Well I guess if everyone else is doing it....
I've been lurking around this ddc for about two months, I think I may have posted one or two times, but otherwise I have been hiding. No reason except that internet shyness somebody else mentioned - this is my first "chat" experience. I have been bolder in other mothering forums, probably because this one seemed like everybody already knew each other! Which is so great, I should have introduced myself sooner - I should know by now that shyness doesn't get me anywhere fun
I am 38.5 weeks with lots of BH, 1 cm, and 50% effaced. So a lot of you can feel better now because you're so far ahead of me and all I want is this baby out! Though I completely hear the poster who said we should be thankful for full-term babies, that is definitely true.
I have gestational diabetes, which I have really been a big whiner about because it has sucked all the joy out of food for me for the past few months.
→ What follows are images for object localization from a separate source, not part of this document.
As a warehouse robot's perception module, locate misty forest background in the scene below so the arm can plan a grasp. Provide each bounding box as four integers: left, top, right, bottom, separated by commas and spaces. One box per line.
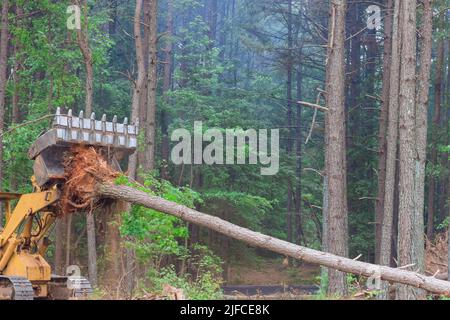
0, 0, 450, 299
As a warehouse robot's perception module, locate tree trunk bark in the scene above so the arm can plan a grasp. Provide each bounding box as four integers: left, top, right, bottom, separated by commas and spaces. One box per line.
413, 0, 433, 272
86, 212, 97, 287
54, 216, 67, 275
142, 0, 158, 172
427, 28, 445, 240
286, 0, 294, 248
96, 183, 450, 295
128, 0, 145, 179
375, 0, 394, 263
325, 0, 348, 295
397, 1, 424, 300
161, 0, 173, 180
0, 0, 9, 226
380, 1, 402, 299
76, 0, 97, 285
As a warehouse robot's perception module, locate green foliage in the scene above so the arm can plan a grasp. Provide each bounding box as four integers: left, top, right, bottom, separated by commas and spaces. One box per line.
148, 245, 222, 300
115, 174, 222, 299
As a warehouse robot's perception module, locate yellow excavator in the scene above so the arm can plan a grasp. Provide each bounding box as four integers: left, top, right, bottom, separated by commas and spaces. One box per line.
0, 108, 139, 300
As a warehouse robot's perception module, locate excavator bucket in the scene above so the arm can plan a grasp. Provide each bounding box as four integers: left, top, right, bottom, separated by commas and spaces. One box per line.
28, 108, 139, 187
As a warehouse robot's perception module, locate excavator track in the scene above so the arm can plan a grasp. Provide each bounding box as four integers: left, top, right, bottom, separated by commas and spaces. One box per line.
49, 276, 93, 300
0, 276, 34, 300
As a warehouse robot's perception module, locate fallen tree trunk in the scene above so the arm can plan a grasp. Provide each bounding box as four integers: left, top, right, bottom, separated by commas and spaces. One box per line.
95, 182, 450, 296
I also wanted a homebirth but got scared away from the insurance hassle I found out it would be, then I found a great OB who I really like and a hospital that is VERY natural birth friendly, so all worked out there.
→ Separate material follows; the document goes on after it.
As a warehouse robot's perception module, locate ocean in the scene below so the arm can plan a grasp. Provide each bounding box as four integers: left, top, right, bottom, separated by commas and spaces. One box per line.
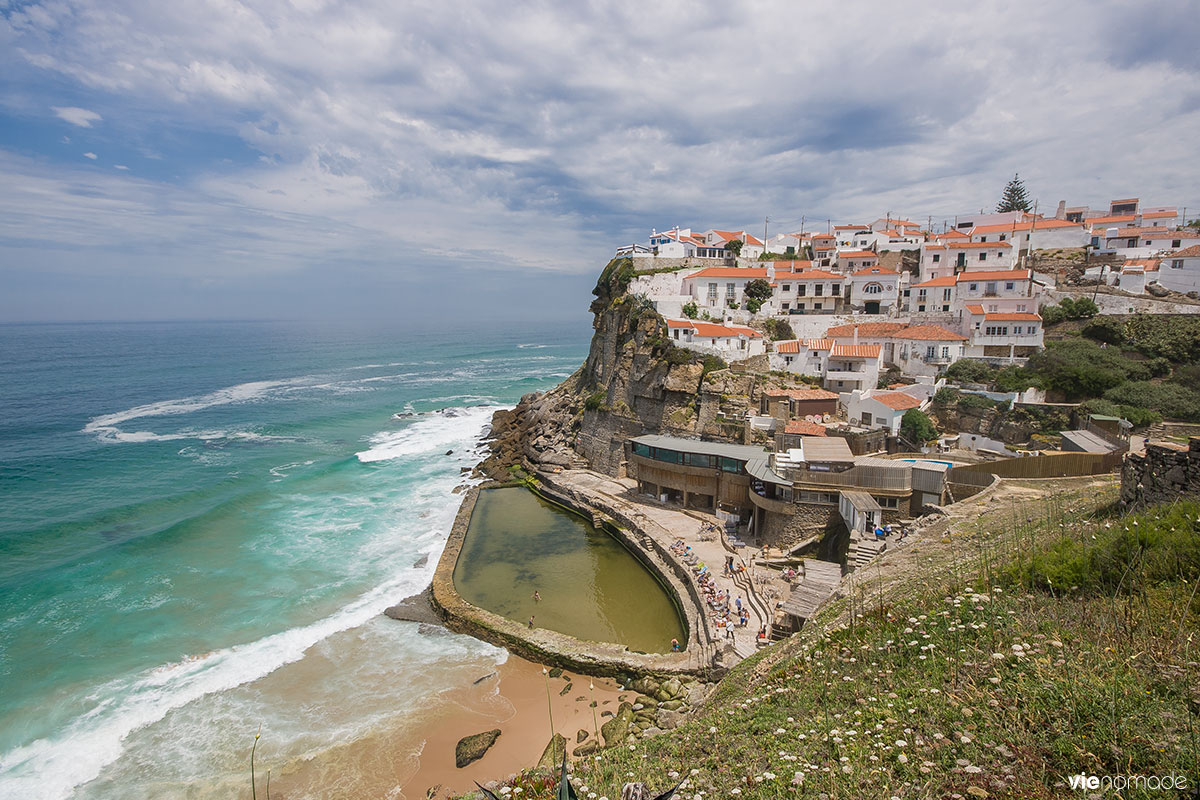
0, 323, 590, 800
But what sucks about the GD is the fact that I am not allowed to go past my due date because of the risk of stillbirth (not sure why the risk is there but not going to question it). soooooo....I'd really like this little one to make an appearance sooooon so that I don't have to face induction. I fear the pit!
Wow I can see now how great it feels to get all this out on the page - I didn't know what I was missing. I feel noticeably better than I did when I first started writing this long post.